What is supply chain forecasting?
Supply chain forecasting involves analyzing historical data, market trends, and other related factors to predict the quantity and timing of future customer orders or sales. Its main objective is to optimize inventory levels, manufacturing schedules, and distribution plans.
Supply chain planning software helps businesses plan and organize various parts of a supply chain. Forecasting supplies ensures correct products are accessible at the right time and in the right amounts.
Supply chain forecasting enables companies to plan for demand fluctuations, reduce stockouts and surplus inventory, and increase overall operational effectiveness. By precisely forecasting future demands, organizations can coordinate their resources to fulfill consumer needs while reducing costs and maximizing customer satisfaction.
Types of supply chain forecasting
Supply chain forecasting examines multiple data sources to identify trends and generate precise projections about product availability, customer purchasing trends, and prices. In general, suppliers make their choices based on one of three forecast types mentioned below.
- Forecasting supply involves looking at the supply chain from top to bottom to determine the goods each supplier can supply and to establish the maximum quantity a business can order. It also informs users of the anticipated arrival time at the warehouse for storage and potential shipping.

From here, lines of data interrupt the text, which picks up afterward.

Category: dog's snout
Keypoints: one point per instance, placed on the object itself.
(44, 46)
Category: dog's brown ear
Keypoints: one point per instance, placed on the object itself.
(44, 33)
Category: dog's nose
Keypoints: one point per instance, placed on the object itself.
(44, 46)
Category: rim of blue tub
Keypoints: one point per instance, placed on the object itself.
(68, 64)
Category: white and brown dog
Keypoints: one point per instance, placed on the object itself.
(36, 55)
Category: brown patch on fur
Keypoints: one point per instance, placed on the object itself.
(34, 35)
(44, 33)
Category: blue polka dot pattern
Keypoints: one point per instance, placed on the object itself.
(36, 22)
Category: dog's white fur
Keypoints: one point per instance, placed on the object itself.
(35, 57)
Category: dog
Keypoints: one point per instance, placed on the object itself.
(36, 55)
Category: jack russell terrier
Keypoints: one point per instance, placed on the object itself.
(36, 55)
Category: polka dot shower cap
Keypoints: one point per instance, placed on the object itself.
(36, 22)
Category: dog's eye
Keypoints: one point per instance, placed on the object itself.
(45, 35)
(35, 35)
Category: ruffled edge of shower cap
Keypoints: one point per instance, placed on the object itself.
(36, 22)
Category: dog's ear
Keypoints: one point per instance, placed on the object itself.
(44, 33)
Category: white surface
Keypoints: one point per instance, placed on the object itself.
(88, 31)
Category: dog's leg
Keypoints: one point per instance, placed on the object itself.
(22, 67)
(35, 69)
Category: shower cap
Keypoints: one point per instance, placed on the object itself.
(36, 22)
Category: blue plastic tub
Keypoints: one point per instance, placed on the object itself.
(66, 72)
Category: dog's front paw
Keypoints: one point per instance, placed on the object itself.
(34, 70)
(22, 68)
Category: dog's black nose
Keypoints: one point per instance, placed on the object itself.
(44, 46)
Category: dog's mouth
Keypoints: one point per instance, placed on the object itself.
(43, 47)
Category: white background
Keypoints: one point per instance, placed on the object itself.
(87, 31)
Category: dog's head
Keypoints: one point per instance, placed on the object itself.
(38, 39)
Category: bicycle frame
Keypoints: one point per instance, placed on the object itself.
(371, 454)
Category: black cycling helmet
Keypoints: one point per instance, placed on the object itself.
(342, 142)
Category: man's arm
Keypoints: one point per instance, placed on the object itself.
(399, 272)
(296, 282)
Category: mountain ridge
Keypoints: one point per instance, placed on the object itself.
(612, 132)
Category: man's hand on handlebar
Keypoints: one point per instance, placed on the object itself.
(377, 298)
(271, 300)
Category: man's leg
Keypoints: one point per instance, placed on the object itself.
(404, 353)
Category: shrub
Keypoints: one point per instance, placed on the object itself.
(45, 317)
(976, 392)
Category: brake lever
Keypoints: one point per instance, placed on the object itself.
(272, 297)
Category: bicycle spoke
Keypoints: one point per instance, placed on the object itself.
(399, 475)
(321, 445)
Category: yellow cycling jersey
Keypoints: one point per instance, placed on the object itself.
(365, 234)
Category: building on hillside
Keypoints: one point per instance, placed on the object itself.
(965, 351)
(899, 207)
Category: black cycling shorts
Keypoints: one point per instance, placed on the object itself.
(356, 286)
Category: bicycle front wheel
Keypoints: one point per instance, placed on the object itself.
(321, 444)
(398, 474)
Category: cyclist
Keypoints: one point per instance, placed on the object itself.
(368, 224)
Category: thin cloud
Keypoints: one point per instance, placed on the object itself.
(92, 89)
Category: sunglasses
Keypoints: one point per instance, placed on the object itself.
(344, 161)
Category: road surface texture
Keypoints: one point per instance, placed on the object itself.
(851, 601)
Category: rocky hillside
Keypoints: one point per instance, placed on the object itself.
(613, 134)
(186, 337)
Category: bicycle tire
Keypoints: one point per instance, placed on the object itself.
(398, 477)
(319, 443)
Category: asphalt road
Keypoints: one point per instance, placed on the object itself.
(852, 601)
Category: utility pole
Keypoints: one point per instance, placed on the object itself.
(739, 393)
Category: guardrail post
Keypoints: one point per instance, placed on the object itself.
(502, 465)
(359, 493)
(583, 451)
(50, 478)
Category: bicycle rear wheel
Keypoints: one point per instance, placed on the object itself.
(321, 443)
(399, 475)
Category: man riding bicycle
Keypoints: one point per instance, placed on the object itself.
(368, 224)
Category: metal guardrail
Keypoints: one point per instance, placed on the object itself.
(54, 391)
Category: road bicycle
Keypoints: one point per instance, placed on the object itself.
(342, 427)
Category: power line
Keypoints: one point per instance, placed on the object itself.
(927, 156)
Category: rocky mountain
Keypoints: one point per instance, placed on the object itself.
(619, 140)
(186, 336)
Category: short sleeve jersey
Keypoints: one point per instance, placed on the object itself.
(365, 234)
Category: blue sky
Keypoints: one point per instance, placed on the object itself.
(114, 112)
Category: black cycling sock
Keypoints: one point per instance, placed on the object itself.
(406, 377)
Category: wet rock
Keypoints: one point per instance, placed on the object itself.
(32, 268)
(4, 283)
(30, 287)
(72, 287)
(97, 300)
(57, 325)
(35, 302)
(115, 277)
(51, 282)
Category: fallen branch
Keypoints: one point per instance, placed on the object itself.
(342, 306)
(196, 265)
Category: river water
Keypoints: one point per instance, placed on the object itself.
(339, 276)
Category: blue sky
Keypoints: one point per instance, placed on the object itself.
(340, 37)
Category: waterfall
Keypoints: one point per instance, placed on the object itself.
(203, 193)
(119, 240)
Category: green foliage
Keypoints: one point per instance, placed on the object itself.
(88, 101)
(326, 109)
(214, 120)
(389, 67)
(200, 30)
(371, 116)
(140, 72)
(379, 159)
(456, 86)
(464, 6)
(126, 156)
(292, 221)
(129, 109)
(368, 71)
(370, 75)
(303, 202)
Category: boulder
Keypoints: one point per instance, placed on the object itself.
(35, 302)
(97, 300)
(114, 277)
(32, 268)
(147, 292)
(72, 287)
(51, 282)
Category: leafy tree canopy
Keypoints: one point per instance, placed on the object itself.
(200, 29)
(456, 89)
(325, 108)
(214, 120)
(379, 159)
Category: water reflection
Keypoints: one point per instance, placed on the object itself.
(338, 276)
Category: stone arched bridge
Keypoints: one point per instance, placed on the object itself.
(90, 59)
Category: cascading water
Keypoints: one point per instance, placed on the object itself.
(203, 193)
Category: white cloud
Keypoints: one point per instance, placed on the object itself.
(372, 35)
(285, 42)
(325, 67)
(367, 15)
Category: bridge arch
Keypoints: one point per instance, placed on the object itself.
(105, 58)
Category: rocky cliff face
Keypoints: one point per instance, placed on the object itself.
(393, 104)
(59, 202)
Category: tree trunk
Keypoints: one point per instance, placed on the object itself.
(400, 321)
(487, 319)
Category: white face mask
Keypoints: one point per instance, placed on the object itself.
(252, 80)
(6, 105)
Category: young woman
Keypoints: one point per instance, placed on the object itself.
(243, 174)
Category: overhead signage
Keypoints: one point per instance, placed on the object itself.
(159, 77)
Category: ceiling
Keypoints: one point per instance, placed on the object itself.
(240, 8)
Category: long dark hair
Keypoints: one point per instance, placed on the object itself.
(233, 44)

- Demand forecasting predicts consumer demand for particular products. Effective supply chain management ensures that an adequate amount of merchandise is on hand during the busiest seasons of the year. Advanced analytics helps businesses understand when customers will likely purchase specific products.
- Price forecasting estimates how product pricing and operating expenses might change over time. It involves gathering and processing market data. Forecasting prices is essential for managing budgets and purchasing goods in advance.
Benefits of supply chain forecasting
Forecasting in supply chain management predicts demand, supply, and pricing within an industry. Below are some notable benefits that arise as a result of effective forecasting.
- Improved planning: Forecasting significantly improves the process of planning and scheduling. A supply chain may stay competitive by tracking past and present product demand.
- Anticipation of product demand: Demand forecasting can predict product demand in even the most specific circumstances. No business can accurately foresee the future, but by relying on trends and making judgments based on past and present circumstances, companies can come as close as possible.
- Better customer satisfaction: In product-focused industries, it’s important to understand the needs of consumers. Being able to anticipate clients' demands makes sure orders are filled promptly, no matter the lead time.
- Less safety stock: Safety stock is extra inventory kept as a backup if a product's demand rises. However, with forecasting, no more precaution is required. This reduces storage space and stress.
- Preparation for seasonal variations: Supply chain forecasting helps organizations anticipate seasonal fluctuations in demand.
Supply chain forecasting methods
Supply chain forecasting uses past and present data, hard data, and sometimes intuition to make predictions. Understanding how to properly forecast supply chains is critical to success. These five methods are the most commonly used.
- Moving average forecasting analyzes data points by generating an average series of subsets from the entire data. It’s one of the simplest approaches to prediction. Based on historical averages, it doesn’t consider recent data as a better indicator of the future.
- Exponential smoothing takes into account historical data while placing more emphasis on recent observations.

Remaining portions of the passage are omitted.